What Annoys Jeff this Week?

1. Diminishing supply. My to be read shelves are starting to look a bit picked over despite the regular trickle of online orders over the last nine months. Sure, there’s still an easy 400 or so lined up in the fiction section and another 150 in non-fiction, but the gaps that weren’t there when the Great Plague started are starting to be noticeable. I’d usually spend the week after Christmas casting net through used book stores and thrift shops in a geographical area that stretched north to south from Philadelphia to DC and east to west from Dover to Frederick. It’s the second of what are historically my two big, bulk buying weeks I’ve missed this year. I’m not at much risk of running short on reading material, but I do miss the hunt – and finding the occasional rare-ish first edition, or signed copy, or the one long out-of-print volume I need to make the set. Book shops are probably a low threat environment, eminently suited for social distancing, but every trip out increases the chance of being exposed unnecessarily. With vaccines now ramping up to full rate production and being shipped out by the millions, it feels like a stupid time to force old patterns to fit present circumstances. But that doesn’t mean I have to like it.

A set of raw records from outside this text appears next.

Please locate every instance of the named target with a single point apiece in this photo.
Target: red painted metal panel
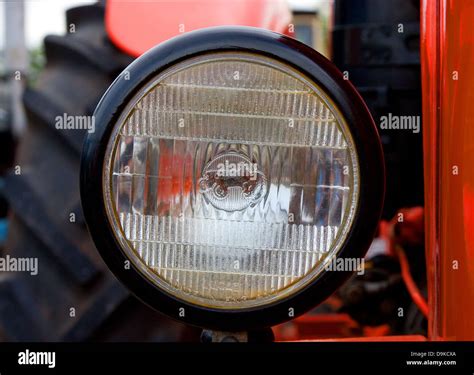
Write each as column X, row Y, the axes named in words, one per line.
column 448, row 121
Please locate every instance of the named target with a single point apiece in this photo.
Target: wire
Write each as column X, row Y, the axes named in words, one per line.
column 410, row 284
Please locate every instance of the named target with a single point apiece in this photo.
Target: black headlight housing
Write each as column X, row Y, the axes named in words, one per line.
column 267, row 45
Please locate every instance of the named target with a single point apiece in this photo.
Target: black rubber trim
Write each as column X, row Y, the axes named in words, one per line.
column 275, row 46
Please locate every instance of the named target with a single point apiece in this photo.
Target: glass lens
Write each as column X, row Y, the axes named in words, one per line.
column 230, row 179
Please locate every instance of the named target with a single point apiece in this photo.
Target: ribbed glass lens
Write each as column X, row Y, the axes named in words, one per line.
column 230, row 179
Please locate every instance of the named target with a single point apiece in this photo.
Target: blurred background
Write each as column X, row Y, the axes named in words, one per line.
column 45, row 70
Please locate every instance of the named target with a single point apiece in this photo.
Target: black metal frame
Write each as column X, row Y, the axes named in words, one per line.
column 288, row 51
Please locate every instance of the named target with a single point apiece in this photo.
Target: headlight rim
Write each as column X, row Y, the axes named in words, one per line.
column 275, row 46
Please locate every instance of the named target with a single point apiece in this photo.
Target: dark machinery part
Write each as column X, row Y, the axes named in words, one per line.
column 377, row 43
column 74, row 297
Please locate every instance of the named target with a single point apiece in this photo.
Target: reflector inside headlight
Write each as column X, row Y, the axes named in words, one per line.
column 231, row 179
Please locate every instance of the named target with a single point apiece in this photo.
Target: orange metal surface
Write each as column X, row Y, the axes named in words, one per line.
column 136, row 26
column 448, row 121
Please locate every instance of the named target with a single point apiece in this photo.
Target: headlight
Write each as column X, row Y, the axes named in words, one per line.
column 231, row 167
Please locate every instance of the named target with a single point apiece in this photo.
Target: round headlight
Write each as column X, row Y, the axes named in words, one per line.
column 229, row 169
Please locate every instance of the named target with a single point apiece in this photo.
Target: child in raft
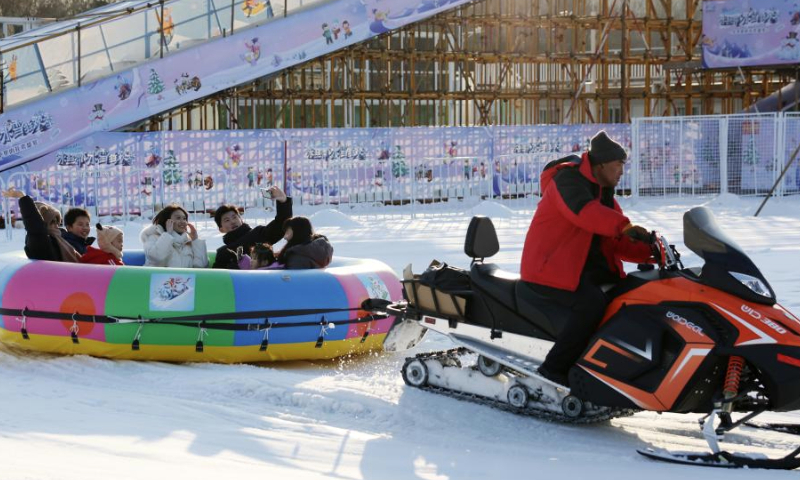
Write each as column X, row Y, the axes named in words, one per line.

2. Staying put. As I sit here finalizing this post, it’s Christmas Eve morning. Tomorrow will be the first Christmas in 42 years I won’t wake up in the shadow of Savage Mountain. Like a salmon driven by thousands of generations of history to swim back up stream to the gravel beds where they were born, the trip home for Christmas was as inviolable part of my yearly calendar no matter where in the country I found myself living. Staying put this year is absolutely the right decision… even though there’s a deep, primordial part of my brain is screaming that something is wrong.

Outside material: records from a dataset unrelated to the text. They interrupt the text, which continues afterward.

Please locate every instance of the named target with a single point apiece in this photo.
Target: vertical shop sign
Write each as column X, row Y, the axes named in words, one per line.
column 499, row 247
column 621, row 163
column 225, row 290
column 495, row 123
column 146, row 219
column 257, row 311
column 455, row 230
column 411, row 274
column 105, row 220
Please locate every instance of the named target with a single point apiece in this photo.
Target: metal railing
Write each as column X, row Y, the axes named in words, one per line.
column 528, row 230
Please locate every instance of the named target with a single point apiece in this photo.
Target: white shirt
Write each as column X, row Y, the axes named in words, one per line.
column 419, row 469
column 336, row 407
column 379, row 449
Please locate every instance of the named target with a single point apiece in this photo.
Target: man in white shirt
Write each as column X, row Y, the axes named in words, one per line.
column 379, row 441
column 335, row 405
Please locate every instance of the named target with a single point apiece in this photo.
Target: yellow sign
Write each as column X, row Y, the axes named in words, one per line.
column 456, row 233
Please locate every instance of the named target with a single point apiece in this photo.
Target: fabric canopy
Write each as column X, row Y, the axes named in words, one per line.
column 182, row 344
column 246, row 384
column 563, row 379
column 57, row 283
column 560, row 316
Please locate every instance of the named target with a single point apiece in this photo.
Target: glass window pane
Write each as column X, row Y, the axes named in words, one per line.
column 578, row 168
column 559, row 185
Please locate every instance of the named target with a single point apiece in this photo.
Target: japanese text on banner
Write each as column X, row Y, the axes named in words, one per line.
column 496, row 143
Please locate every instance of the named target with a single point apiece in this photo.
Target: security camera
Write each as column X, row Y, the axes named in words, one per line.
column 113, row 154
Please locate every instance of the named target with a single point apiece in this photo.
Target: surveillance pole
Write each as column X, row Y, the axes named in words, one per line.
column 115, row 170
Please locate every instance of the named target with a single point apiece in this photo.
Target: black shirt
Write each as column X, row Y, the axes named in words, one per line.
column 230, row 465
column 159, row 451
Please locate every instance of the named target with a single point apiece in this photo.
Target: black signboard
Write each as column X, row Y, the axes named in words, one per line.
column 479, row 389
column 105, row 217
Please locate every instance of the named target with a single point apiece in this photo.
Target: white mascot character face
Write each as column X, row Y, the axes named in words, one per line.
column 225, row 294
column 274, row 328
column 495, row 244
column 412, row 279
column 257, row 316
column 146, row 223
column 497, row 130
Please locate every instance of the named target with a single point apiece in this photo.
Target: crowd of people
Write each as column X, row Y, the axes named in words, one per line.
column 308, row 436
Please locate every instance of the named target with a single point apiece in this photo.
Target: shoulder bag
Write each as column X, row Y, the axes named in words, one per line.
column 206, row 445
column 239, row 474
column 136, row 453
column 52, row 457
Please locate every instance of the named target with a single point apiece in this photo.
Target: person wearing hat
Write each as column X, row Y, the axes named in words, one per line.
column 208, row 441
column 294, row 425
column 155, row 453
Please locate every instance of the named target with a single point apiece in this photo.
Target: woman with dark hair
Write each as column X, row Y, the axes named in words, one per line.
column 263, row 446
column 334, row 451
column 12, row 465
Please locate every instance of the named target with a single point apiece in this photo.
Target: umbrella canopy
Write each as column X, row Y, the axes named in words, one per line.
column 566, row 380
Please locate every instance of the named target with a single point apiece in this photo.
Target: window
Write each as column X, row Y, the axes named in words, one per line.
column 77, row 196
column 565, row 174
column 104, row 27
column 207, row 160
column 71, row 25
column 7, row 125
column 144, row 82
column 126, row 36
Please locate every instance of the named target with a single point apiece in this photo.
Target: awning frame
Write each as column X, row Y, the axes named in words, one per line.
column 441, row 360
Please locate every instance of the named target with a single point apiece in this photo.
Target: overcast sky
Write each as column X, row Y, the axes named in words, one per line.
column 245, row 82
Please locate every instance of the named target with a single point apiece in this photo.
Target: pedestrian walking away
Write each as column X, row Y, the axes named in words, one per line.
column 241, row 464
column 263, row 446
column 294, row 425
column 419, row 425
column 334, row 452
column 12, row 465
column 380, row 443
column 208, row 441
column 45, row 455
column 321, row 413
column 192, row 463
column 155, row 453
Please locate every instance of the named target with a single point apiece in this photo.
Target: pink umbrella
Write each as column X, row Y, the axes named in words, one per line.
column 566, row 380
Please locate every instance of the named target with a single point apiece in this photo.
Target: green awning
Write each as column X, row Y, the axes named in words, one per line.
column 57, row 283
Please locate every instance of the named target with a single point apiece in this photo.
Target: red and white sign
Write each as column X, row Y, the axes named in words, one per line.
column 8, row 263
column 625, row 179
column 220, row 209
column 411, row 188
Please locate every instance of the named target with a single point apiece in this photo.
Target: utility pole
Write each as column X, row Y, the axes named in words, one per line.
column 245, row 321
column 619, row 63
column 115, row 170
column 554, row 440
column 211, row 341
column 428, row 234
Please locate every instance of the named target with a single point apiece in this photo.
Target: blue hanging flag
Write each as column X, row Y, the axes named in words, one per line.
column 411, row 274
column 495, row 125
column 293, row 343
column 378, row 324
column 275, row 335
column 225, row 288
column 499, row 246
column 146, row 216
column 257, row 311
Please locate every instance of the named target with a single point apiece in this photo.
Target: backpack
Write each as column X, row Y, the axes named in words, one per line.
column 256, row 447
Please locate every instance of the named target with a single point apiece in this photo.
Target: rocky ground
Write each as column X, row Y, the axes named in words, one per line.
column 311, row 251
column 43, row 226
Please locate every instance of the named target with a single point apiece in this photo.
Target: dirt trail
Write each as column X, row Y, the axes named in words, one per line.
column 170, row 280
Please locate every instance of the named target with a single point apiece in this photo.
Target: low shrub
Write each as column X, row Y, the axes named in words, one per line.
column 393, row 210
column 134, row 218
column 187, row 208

3. Shipping. I ordered a book from a shop in Indiana on the 7th of December. It shipped out on the 10th. It pinged in various places on the 12th and 13th before coming to rest in York, Pennsylvania in the 19th, where according to the helpful USPS tracking website it hasn’t been seen since. By contrast, the package I currently have in transit from southern Sweden was picked up by UPS on December 22nd and flown through the night across the Atlantic bloody Ocean. It arrived in Philadelphia, and cleared customs on the 23rd, was driven overnight to New Castle, Delaware and now, on the 24th, is loaded on a truck for delivery. I absolutely paid more for the UPS delivery than I did for the package shipped through the postal service, but if that’s the cost of actually getting what you order in a timely manner, it’s a price I’ll happily pay. I fully understand that things ordered in December sometimes take a bit longer than usual to arrive, but come on, man.